Sunni nationalism, although late in emerging, is based on being “with” one side until the very end “against” another until the very end. It is prepared to “merge” with whoever it supports, such as Nasserism or the Palestinian resistance, or engage in a direct clash with its opponents.

Rafik Hariri introduced additional meanings to Sunni nationalism without confronting its old definitions. He brought to light its economic and financial aspects and was inspired by Maronite nationalism and its yearning to defuse regional tensions.

For various reasons, Maronite and Sunni nationalisms hated wars and conflict and they only sought peace. The regional conflicts, however, swept up Maronite nationalism and transformed it into folkloric rhetoric that grows even more folkloric day after day. The regional conflicts also destroyed Sunni nationalism, killing its founder and leaving it in an existential crisis: The past Hariri, Nasserite and Palestinian experiences are no longer applicable today.

Amid all of these developments, Shiite nationalism was founded by Moussa al-Sadr in the 1960s. It was based on leftist rhetoric and sought social accountability on the basis of “deprivation”. Later, in inheriting old Sunni nationalism, it took over so-called populism and molded it into Islamic struggle. Therefore, according to Shiite nationalism, to be a Lebanese national, one must champion greater causes, and with them, greater powers that possess weapons and infiltrate the future from beneath the rubble. Given its attraction to greater causes, powers and weapons, the nation was transformed into an arena and all other nationalisms were set aside.

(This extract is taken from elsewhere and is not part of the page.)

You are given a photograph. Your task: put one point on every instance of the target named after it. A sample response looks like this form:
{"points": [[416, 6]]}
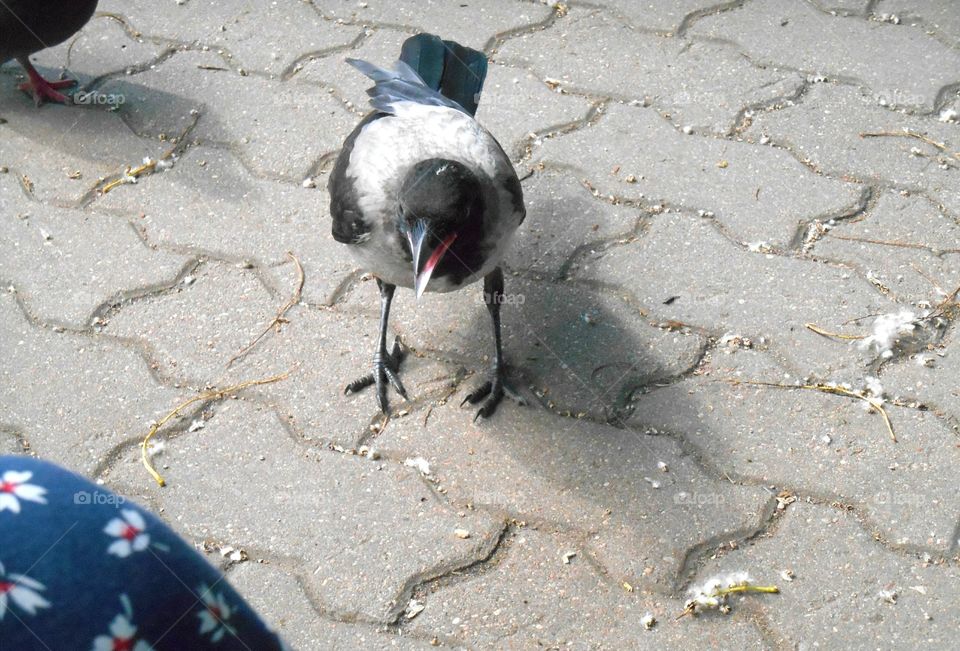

As for Druze nationalism, its sole founder was Kamal Jumblatt.

This nationalism preceded Maronite nationalism in emphasizing the role of minorities and preceded Shiite nationalism in speaking of social “progression.” It built its stronghold in the mountain regions among the minorities. It found its footing and support through its social rhetoric and expanded the power of a minority group, the Druze. However, its lack of a large popular base given the small number of Druze meant that this nationalism was doomed to fail. It is easy to seize its land because it does not have a sufficient number of guards. The Christians cemented the idea of the mountains and minorities and the Shiites usurped social aspects and laid claim to everything that has the word “revolution” regardless of its context.

Other nationalisms exist in Lebanon: The Armenian and Kurdish nationalisms that consider animosity to Turkey as the foundation of Lebanese nationalism. The Lebanese Alawites believe “friendship” with the Assad regime to be the basis of their nationalism.

We must not forget the “national movement” nationalism, whose nationalism has made it overlook mentioning Lebanon and instead defines it as fighting Israel and opposing imperialism.

All of the above-mentioned nationalisms reject any substitute to “Lebanon’s unity”. They all stand up and sing along when the country’s national anthem is played and throw a fit when it is not.